President Gloria Macapagal-Arroyo met with some members of the House last Friday on the baselines bill. Cabinet officials discussed the "serious implications'' if Congress were to pass a law that sought to delineate the country's archipelagic baselines to include the Spratlys, a chain of isles and reefs in the South China Sea which are also being claimed by Taiwan, Vietnam, Malaysia, and Brunei.
On Sunday, Malacañang announced that Executive Secretary Eduardo Ermita wrote Speaker Prospero Nograles, maintaining the Palace position on the proposed baselines law which is to "enclose the main archipelago within the baselines and treat the Kalayaan Group of Islands (KGI) as a regime of islands.''
In his letter dated April 4, Ermita told Nograles that the Philippines was not giving up its sovereignty over the KGI and Scarborough Shoal -- areas within the Spratly Islands being claimed by six nations that included the Philippines -- by not enclosing them within the archipelagic baselines.
Treating the KGI and Scarborough Shoal as a "regime of islands'' would be consistent with the fact that they are integral parts of an archipelagic Philippines, according to Ermita.

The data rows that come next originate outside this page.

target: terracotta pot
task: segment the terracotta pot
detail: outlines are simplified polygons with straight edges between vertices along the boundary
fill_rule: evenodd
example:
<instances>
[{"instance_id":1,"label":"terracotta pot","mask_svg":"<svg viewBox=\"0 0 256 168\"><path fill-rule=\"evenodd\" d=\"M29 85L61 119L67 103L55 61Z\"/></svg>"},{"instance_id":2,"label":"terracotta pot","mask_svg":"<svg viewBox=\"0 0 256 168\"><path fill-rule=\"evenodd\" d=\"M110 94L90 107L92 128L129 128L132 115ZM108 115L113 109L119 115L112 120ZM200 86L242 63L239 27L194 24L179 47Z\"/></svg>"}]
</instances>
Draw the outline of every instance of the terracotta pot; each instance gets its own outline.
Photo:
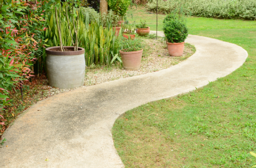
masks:
<instances>
[{"instance_id":1,"label":"terracotta pot","mask_svg":"<svg viewBox=\"0 0 256 168\"><path fill-rule=\"evenodd\" d=\"M167 42L169 55L175 56L182 56L184 51L185 42L170 43Z\"/></svg>"},{"instance_id":2,"label":"terracotta pot","mask_svg":"<svg viewBox=\"0 0 256 168\"><path fill-rule=\"evenodd\" d=\"M74 47L64 47L74 49ZM83 85L85 71L84 49L76 51L57 51L59 47L46 49L47 76L50 86L61 89L71 89Z\"/></svg>"},{"instance_id":3,"label":"terracotta pot","mask_svg":"<svg viewBox=\"0 0 256 168\"><path fill-rule=\"evenodd\" d=\"M116 28L116 32L115 33L115 35L116 36L118 36L119 34L119 31L121 29L121 27L113 27L113 30L115 31L115 29Z\"/></svg>"},{"instance_id":4,"label":"terracotta pot","mask_svg":"<svg viewBox=\"0 0 256 168\"><path fill-rule=\"evenodd\" d=\"M145 36L149 33L149 27L147 27L146 28L137 28L137 29L136 29L136 33L140 36Z\"/></svg>"},{"instance_id":5,"label":"terracotta pot","mask_svg":"<svg viewBox=\"0 0 256 168\"><path fill-rule=\"evenodd\" d=\"M122 36L127 39L129 39L129 36L131 37L132 40L134 40L135 38L135 34L128 34L126 33L122 34Z\"/></svg>"},{"instance_id":6,"label":"terracotta pot","mask_svg":"<svg viewBox=\"0 0 256 168\"><path fill-rule=\"evenodd\" d=\"M137 51L123 52L119 51L125 70L137 70L140 67L140 61L143 49Z\"/></svg>"}]
</instances>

"The Executive's position is consistent with the United Nations Convention on the Law of the Sea (Unclos), which provides that an archipelagic state, such as the Philippines, may consist wholly of one or more archipelagos and may include other islands,'' Ermita told Nograles.

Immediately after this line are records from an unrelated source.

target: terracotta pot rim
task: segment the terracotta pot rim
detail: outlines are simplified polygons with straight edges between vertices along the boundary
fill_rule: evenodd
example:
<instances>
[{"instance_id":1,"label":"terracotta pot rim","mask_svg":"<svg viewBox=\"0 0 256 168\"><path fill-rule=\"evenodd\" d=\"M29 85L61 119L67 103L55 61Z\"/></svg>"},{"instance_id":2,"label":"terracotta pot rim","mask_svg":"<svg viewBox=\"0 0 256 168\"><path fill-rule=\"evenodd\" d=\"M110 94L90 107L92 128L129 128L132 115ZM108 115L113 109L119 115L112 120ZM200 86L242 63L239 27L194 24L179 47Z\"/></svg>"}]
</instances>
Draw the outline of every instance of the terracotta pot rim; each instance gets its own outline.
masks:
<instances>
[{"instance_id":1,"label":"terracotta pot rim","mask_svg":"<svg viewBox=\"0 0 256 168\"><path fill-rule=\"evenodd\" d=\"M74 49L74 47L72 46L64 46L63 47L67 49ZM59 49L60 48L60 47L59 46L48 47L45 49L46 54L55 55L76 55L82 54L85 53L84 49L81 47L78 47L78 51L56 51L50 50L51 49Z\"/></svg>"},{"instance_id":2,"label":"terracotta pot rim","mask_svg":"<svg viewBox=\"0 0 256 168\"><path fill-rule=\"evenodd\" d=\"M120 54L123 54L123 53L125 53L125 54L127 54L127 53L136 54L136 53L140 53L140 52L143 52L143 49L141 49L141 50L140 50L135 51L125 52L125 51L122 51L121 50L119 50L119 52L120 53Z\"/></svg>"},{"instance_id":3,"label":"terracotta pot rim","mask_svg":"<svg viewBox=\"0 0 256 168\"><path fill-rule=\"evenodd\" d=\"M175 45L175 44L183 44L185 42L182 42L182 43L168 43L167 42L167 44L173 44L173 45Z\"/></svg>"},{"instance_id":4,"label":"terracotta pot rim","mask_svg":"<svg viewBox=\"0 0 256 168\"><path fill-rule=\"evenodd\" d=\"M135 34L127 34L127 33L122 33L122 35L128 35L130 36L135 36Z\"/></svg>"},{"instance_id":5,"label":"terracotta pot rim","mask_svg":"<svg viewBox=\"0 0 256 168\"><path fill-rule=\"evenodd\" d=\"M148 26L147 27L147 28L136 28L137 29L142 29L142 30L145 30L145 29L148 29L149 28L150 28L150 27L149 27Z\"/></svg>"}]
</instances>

"As an archipelagic state, our archipelagic baselines should be drawn along the general configuration of the archipelago, while the other islands shall have normal baselines,'' said Ermita, who chairs the Commission on Maritime and Ocean Affairs.

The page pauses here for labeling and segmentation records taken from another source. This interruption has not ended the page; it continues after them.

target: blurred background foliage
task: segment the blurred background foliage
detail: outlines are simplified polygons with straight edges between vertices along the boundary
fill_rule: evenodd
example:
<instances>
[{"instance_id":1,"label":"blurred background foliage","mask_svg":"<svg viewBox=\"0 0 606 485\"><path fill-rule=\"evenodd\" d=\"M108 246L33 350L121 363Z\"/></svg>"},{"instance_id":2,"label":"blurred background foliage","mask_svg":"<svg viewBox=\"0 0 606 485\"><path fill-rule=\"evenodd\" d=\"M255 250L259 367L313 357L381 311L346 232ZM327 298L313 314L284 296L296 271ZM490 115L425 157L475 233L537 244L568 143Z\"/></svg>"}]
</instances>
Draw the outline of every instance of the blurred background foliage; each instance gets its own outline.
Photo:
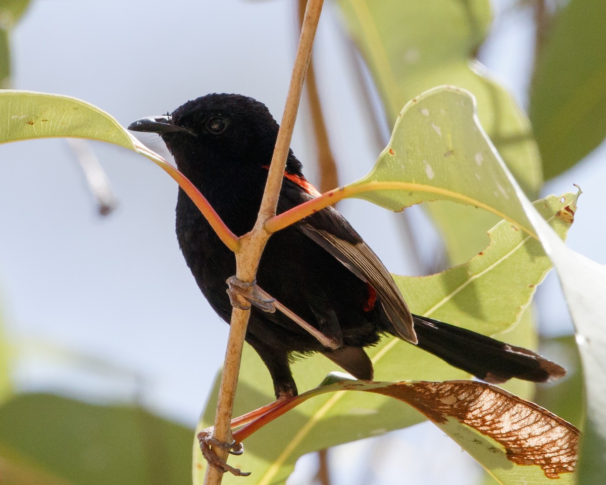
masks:
<instances>
[{"instance_id":1,"label":"blurred background foliage","mask_svg":"<svg viewBox=\"0 0 606 485\"><path fill-rule=\"evenodd\" d=\"M272 21L278 21L285 25L285 30L287 32L291 32L291 36L287 40L276 38L271 42L287 44L285 50L288 54L288 45L294 45L296 38L295 19L299 6L295 5L295 2L290 0L271 0L263 2L233 1L227 2L230 4L227 8L245 8L249 18L251 15L259 15L260 18L267 15L270 7L267 4L280 2L288 4L288 7L279 11L282 17L277 20L274 18ZM16 48L18 52L19 49L18 44L13 42L16 28L20 21L27 19L28 12L40 7L52 10L52 3L45 2L44 0L32 2L0 0L0 85L2 87L10 86L16 89L40 89L41 90L52 90L54 87L56 90L56 86L53 87L52 83L47 87L44 84L19 85L19 77L12 75L15 70L18 72L19 69L23 69L15 64L15 59L18 57L27 59L27 56L13 55L13 51ZM47 4L41 5L42 4ZM108 4L108 8L114 8L115 15L118 17L119 10L117 8L118 4L112 2ZM201 8L202 12L204 11L204 4L202 2L202 5L198 7ZM602 0L571 0L568 2L521 0L519 2L498 3L501 24L498 24L497 27L503 28L503 25L506 24L503 19L507 19L508 15L514 18L515 12L525 12L524 18L531 24L530 27L527 25L528 27L527 32L530 32L534 36L533 45L531 46L534 52L530 56L525 52L524 56L521 55L521 58L530 59L530 67L521 67L528 71L525 78L525 84L522 90L518 90L523 93L521 99L519 95L517 98L512 95L509 89L504 87L504 83L497 80L481 63L490 64L488 57L491 52L490 46L487 45L487 38L488 36L489 44L490 36L493 29L496 28L493 23L494 5L491 5L487 0L435 0L431 2L411 0L381 2L338 0L328 2L325 8L328 10L329 13L326 15L330 18L341 20L340 22L335 21L329 24L330 28L340 29L345 39L351 39L350 42L346 40L339 45L338 47L344 50L338 55L348 59L346 65L348 70L345 82L356 86L355 92L358 95L358 99L365 99L365 102L360 104L358 115L359 116L361 113L363 125L366 127L366 136L368 136L368 132L374 130L371 126L379 127L377 132L369 138L375 154L382 149L386 141L386 130L381 131L380 127L391 127L408 100L437 85L447 84L461 86L468 89L478 98L479 117L488 135L527 194L531 198L536 198L541 190L544 177L550 179L565 174L566 170L574 167L584 157L591 154L602 142L606 135L605 5L606 4ZM144 3L141 4L140 7L150 8ZM289 10L291 14L290 18L287 16ZM187 7L181 11L182 19L184 12L187 11ZM158 16L160 14L152 12L147 15ZM50 18L48 21L51 22ZM105 25L104 28L111 32L118 41L123 41L120 40L120 29L134 30L133 25L138 21L135 15L125 20L116 18L115 25ZM165 31L153 33L149 38L145 37L142 30L138 37L140 44L133 45L131 44L129 47L135 50L141 48L153 50L158 42L165 44L170 41L174 42L171 45L179 45L180 50L183 50L181 47L183 45L202 45L208 50L218 49L220 51L219 48L224 41L222 34L225 32L231 33L238 30L242 36L238 37L235 42L236 44L240 43L241 50L243 48L241 47L242 42L249 42L252 53L257 52L261 58L271 56L267 44L260 43L255 47L254 41L251 41L255 28L251 27L250 32L247 32L247 24L242 21L237 24L238 28L232 29L229 27L230 21L228 15L213 21L213 22L225 26L222 27L222 31L219 31L218 35L213 35L208 29L201 27L202 33L200 35L204 39L201 44L188 41L185 33L181 32L179 26L175 24L167 25ZM261 20L258 21L261 22ZM88 27L85 27L87 22L90 22ZM93 29L94 22L94 16L82 18L81 27L84 25L85 30L87 28ZM121 22L125 22L125 25ZM62 28L59 25L60 21L56 23L58 25L53 25L51 32L53 28ZM63 30L65 32L65 28ZM513 36L519 35L519 31L511 26L510 31L512 45L517 45ZM322 35L321 30L321 37ZM68 36L69 34L68 38ZM69 42L77 47L78 38L75 35L74 36L69 39ZM339 156L342 147L338 142L331 142L331 140L336 138L332 130L335 125L338 125L335 121L335 115L332 112L338 110L338 105L333 104L330 94L339 87L327 87L322 90L322 81L330 78L331 73L322 74L322 69L330 70L327 68L330 64L327 64L322 57L323 54L319 46L327 44L322 44L321 38L320 40L319 45L316 45L316 55L321 62L317 62L316 59L315 64L318 73L318 87L315 94L313 87L310 87L307 98L307 105L313 114L306 116L303 113L302 122L313 124L315 139L319 147L318 151L325 156L327 151L328 153L331 151L334 158L338 161L342 159ZM43 43L44 36L36 41ZM494 51L493 53L493 55L497 55ZM118 57L117 53L114 54ZM82 67L81 69L84 69L85 63L82 56L76 56L74 53L67 52L55 52L53 55L56 56L54 62L56 69L59 70L61 70L63 62L81 64ZM104 55L108 58L112 58L112 52L107 50ZM190 61L191 55L186 56ZM193 55L196 54L194 53ZM248 55L250 58L251 55ZM129 57L132 56L132 53L128 55ZM137 85L137 83L130 81L128 71L129 69L139 70L141 67L136 64L136 56L130 58L130 64L124 60L121 61L123 65L127 67L122 68L120 75L116 75L117 70L111 75L115 79L115 82L111 85L102 82L96 89L117 92L124 86L125 90L128 90L129 95L134 96L133 93L141 83ZM101 58L93 58L92 60L94 62ZM147 79L150 83L155 82L158 90L170 92L168 98L170 101L165 101L165 102L175 104L176 102L178 104L188 96L191 98L203 93L192 92L193 88L188 85L185 86L185 81L178 76L170 76L170 82L165 79L167 75L174 74L171 70L178 65L178 62L183 62L177 57L176 53L174 61L164 56L156 58L155 61L151 65L150 72L160 73L160 75L153 77L148 72ZM227 62L230 61L228 59ZM285 65L288 65L288 62ZM52 61L51 64L53 64ZM254 61L251 61L250 65L241 66L242 73L252 72L257 67ZM205 69L210 72L220 69L220 66L209 64ZM38 72L41 77L44 77L44 68L41 68ZM184 76L188 75L188 73L184 73ZM262 77L271 75L269 71L261 73ZM288 75L288 68L285 69L283 75L275 75L275 82L284 85L280 88L282 92L285 91L285 79ZM237 79L238 76L232 76L232 78ZM195 84L196 82L195 80ZM239 85L237 82L235 82L225 89L235 90L232 86ZM229 84L228 82L225 84ZM310 84L308 82L308 87ZM315 84L314 82L313 85ZM272 85L269 84L267 89L271 90ZM220 90L221 88L205 85L204 89L210 91ZM318 90L319 94L317 92ZM86 95L88 93L85 90L82 92L63 93L79 96L93 102L96 101L94 95ZM257 96L254 92L247 94ZM280 94L278 95L279 98ZM147 98L153 96L148 93ZM530 118L524 113L527 99L529 100L527 109ZM124 100L121 101L123 105L125 102ZM142 109L138 103L140 101L136 101L134 103L136 109ZM175 105L169 105L168 107L172 109ZM276 108L273 111L278 117L279 112L277 110L281 108L280 102L276 101L275 106L272 107ZM119 118L123 124L127 124L132 119L150 113L128 112L119 114L124 117L132 117L130 119ZM324 122L321 122L325 118ZM328 135L324 132L323 124L328 126ZM295 142L297 142L296 140ZM308 158L311 158L315 150L309 147L311 143L307 144L304 150L296 151L300 153L301 151L307 150ZM332 150L328 150L329 144L333 146ZM338 147L339 149L335 150L335 147ZM157 146L153 147L158 148ZM350 156L351 158L351 154ZM331 156L330 159L332 158ZM330 161L321 160L321 157L320 169L317 170L317 182L323 188L328 189L331 187L333 181L338 179L337 166L332 166ZM350 177L351 173L350 169L345 166L347 163L345 160L343 164L338 166L339 183L345 183L354 178L353 176L345 178ZM330 167L330 169L326 169L327 166ZM358 175L364 172L365 169L362 169ZM568 182L567 190L571 189L571 181ZM78 203L81 204L81 201ZM7 204L4 206L9 207ZM583 210L582 199L581 213ZM434 233L422 215L419 212L413 213L410 220L402 217L398 222L398 230L408 234L411 246L410 250L416 254L416 270L424 274L467 261L485 247L487 242L486 230L496 222L493 216L448 202L432 204L428 212L439 229L443 241L441 249L439 242L428 245L431 249L429 256L424 255L424 248L419 246L424 246L424 238L430 237ZM31 214L30 216L32 217ZM427 226L427 233L430 235L425 232L421 236L419 236L418 233L416 236L410 235L410 224L415 223L418 219L422 219L419 224L425 224L424 227ZM7 229L5 235L10 235L11 230L14 230L14 228ZM375 247L372 243L371 246ZM391 250L395 252L397 250L392 248ZM443 255L436 256L436 252L441 251ZM0 268L0 272L2 270ZM404 273L405 272L395 272ZM32 275L32 277L35 276ZM191 294L197 292L197 289L194 289ZM32 294L30 297L32 299L32 304L35 305L36 295ZM5 299L4 301L10 306L10 302ZM175 304L181 304L178 301ZM548 301L547 304L550 303ZM119 312L116 312L115 317L119 320ZM10 323L10 315L8 318L5 317L7 324ZM198 318L196 321L199 319ZM42 324L44 322L41 323ZM177 324L178 321L172 322L167 327L170 329ZM124 321L118 324L127 327L129 323ZM13 327L14 324L8 326ZM531 323L528 326L531 327ZM131 338L128 345L133 347L145 346L145 342L141 341L141 332L133 331L132 335L129 335L130 333L127 330L124 336L125 341ZM582 417L581 415L582 384L576 347L572 337L554 335L554 332L547 333L550 335L544 336L541 341L542 350L562 363L569 369L569 373L561 383L539 386L535 399L539 404L578 426ZM201 334L205 335L203 332ZM53 388L52 383L47 386L38 384L33 386L34 389L24 385L21 381L22 379L20 381L19 378L20 376L22 377L22 372L19 373L15 369L18 369L19 356L22 354L23 349L27 346L22 345L19 339L12 338L11 332L8 332L8 335L7 336L5 333L0 334L0 483L3 485L5 483L10 485L184 483L190 480L190 450L194 421L176 418L174 413L171 415L170 412L160 410L157 406L150 406L144 399L140 399L136 391L134 394L129 394L130 391L121 394L118 392L119 398L116 398L115 392L108 393L108 398L99 396L99 394L102 394L102 392L93 393L93 395L84 392L75 399L75 395L78 394L77 384L74 389L67 390L62 386ZM211 336L208 336L208 339L212 343L211 346L221 347L215 343ZM209 344L204 341L203 345L205 347ZM86 350L82 352L85 355L84 366L86 367L95 358L89 356L89 359L85 356ZM149 352L158 352L158 350L152 349L149 349ZM178 352L183 351L178 350ZM204 353L203 350L201 352ZM218 354L221 355L222 351L218 351ZM158 358L160 360L172 358L170 353L159 355ZM49 358L53 360L53 358ZM111 360L112 358L106 356L105 358ZM194 369L200 366L200 361L210 367L211 373L219 362L218 359L206 361L205 355L202 355L192 358L192 362L188 365L190 369ZM82 360L78 361L81 364ZM104 365L102 363L101 366L90 367L98 370L99 367L103 367ZM119 367L121 364L119 362L115 365ZM118 371L118 373L122 371ZM209 373L208 369L205 372ZM124 371L124 374L130 375L129 372ZM136 376L134 380L138 382L139 378ZM188 376L184 380L189 386L197 385L195 378ZM139 389L139 384L135 384L135 390ZM41 387L46 392L36 392ZM127 398L125 398L125 394ZM191 396L187 397L191 399ZM177 400L182 398L176 398ZM194 406L199 409L202 405L202 403L197 402ZM397 440L393 435L375 438L368 445L368 449L373 451L384 449L387 446L386 444L395 439ZM381 440L383 441L380 441ZM339 449L334 452L335 467L332 471L335 483L399 483L390 481L395 479L390 478L391 476L384 471L386 468L388 469L388 466L383 466L387 460L382 461L378 455L364 460L367 464L363 469L364 473L358 473L355 478L348 478L348 472L340 469L338 463L338 457L342 456L341 453ZM356 456L355 449L350 455ZM309 461L307 463L308 464ZM376 468L381 466L383 466L384 471L379 473ZM469 466L473 467L473 465ZM313 466L310 465L309 467L313 469ZM338 475L339 478L335 475ZM301 476L304 478L305 472ZM307 476L308 480L313 480L309 478L313 476L313 470L311 473L307 472ZM477 470L470 472L464 477L467 478L464 478L462 483L470 483L475 479L474 477L482 480ZM295 480L293 483L304 478L293 477ZM362 482L362 480L366 481ZM427 483L433 483L431 480L431 474L428 473Z\"/></svg>"}]
</instances>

Ermita said that the Palace position would not diminish its exclusive economic zone or continental shelf.
The Palace position, he said, was firmed up after a series of inter-departmental discussions and consultations with legal luminaries on international law.
During last Friday's closed-door meeting of President Macapagal-Arroyo, the Cabinet and congressmen at the Palace, Justice Secretary Raul Gonzalez said that they discussed "what should be the baselines as defined by us within the framework of Unclos.''
"(The House bill) wants us to enclose the Philippine archipelago the Spratlys ... and areas now occupied by China,'' Gonzalez said in a phone interview.
"We risked going to war with China. Are we ready for it?'' he said of the country passing the proposed Baselines Law.
Gonzalez said the Palace still did not know how the House would react to its position on the matter.
But he hoped the reaction would be "positive'' as he conceded that it would not be easy to just withdraw a bill already passed on second reading.
"We have to find a way to go about it,'' Gonzalez said, noting that what Malacañang wanted was a "modification'' of the current House bill.